The Confusion of Capital

In the passage that Raines quotes, de Soto is using the term capital to mean any asset that has value. A careful parsing of Raines’s and de Soto’s statements is required to arrive at a consistent understanding. A home is an asset, and it is wealth, but it is not capital in the economic sense; i.e., it is not a good that is an intermediate artifact of a time-consuming production process. Housing is a consumption good. True, it is a durable consumption good, and it may rise in value over time for many reasons, but it is not capital.

De Soto unfortunately uses the term capital to mean credit, or loanable funds. De Soto’s point can be restated:

In an economy without enforceable, transferable property titles, potential entrepreneurs have difficulty borrowing funds because they cannot secure the loans, due to their inability transfer the title.

In an economy with enforceable, transferable property titles, entrepreneurs can use assets as collateral with which to secure loans of loanable funds. The entrepreneur can then use the borrowed funds to purchase or lease land, labor, and capital as part of their production plan.

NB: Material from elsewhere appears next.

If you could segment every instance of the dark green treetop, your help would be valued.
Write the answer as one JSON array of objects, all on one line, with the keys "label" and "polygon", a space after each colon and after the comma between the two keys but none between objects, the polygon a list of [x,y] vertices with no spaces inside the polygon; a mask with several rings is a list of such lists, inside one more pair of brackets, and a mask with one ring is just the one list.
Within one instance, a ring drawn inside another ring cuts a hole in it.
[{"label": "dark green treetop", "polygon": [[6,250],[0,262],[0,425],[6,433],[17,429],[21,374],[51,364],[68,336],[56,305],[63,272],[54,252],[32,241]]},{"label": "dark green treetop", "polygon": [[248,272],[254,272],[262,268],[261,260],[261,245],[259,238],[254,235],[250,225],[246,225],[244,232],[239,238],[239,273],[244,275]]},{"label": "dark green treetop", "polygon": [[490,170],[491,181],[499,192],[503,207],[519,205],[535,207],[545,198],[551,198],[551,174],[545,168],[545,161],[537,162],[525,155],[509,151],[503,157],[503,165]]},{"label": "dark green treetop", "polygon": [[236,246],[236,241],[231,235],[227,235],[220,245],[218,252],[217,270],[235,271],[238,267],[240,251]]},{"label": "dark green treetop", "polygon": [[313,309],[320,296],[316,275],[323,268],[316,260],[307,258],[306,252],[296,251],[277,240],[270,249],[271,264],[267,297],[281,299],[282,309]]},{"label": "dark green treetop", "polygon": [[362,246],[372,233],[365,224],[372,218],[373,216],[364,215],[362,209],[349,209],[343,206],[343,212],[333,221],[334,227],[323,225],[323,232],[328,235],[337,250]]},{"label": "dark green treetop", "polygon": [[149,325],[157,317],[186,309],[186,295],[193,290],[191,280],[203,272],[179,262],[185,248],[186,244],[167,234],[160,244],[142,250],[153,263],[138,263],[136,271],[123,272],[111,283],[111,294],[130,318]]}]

Raines is claiming that when Fannie provides more loanable funds to home buyers, more capital is created, thereby increasing the scope for entrepreneurship and economic growth. Here, Raines is guilty of confusing loanable funds and capital. Fannie’s subsidies and special privileges allow it to extend credit at a lower price than it otherwise would. This risk-shifting attracts more loanable funds into housing than otherwise would be, but does not increase the amount of real capital in society. No savings has taken place nor have any new capital goods been produced.

If Raines were really interested in increasing the amount of capital, the funds that Fannie loaned to the home buyer could have been loaned to an entrepreneur to fund real investment. If that is the goal, what benefit is there of first loaning the money to a home buyer, who can then borrow against his home? Fannie and other intermediaries may profit from this sequence of exchanges, but that is not to be confused with more savings or the production of more capital goods.

As chronicled by numerous observers of the current financial scene,14  Fannie funding is increasingly used for “cash-out” refinancing and home equity loans, the proceeds of which are spent to pay down credit card debt, or to fund more consumption items. The long-term result of increasing consumption at the expense of savings investment is that capital is consumed without being replaced. An economy with less capital can produce fewer consumption goods. Overall wealth is diminished.

Conclusion

An economy grows, i.e., increases its ability to produce consumption goods, when people save enough to fund the accumulation of more capital. Thus, wealth creation depends on savings. This is the only real way to make most things more affordable for the bulk of the population. Only the accumulation of more capital goods will enable business firms to produce more consumption goods.

Raines may be in a dream business, but the net result of Fannie Mae’s actions in the credit markets is a nightmare of resource misallocation and massive systemic risk.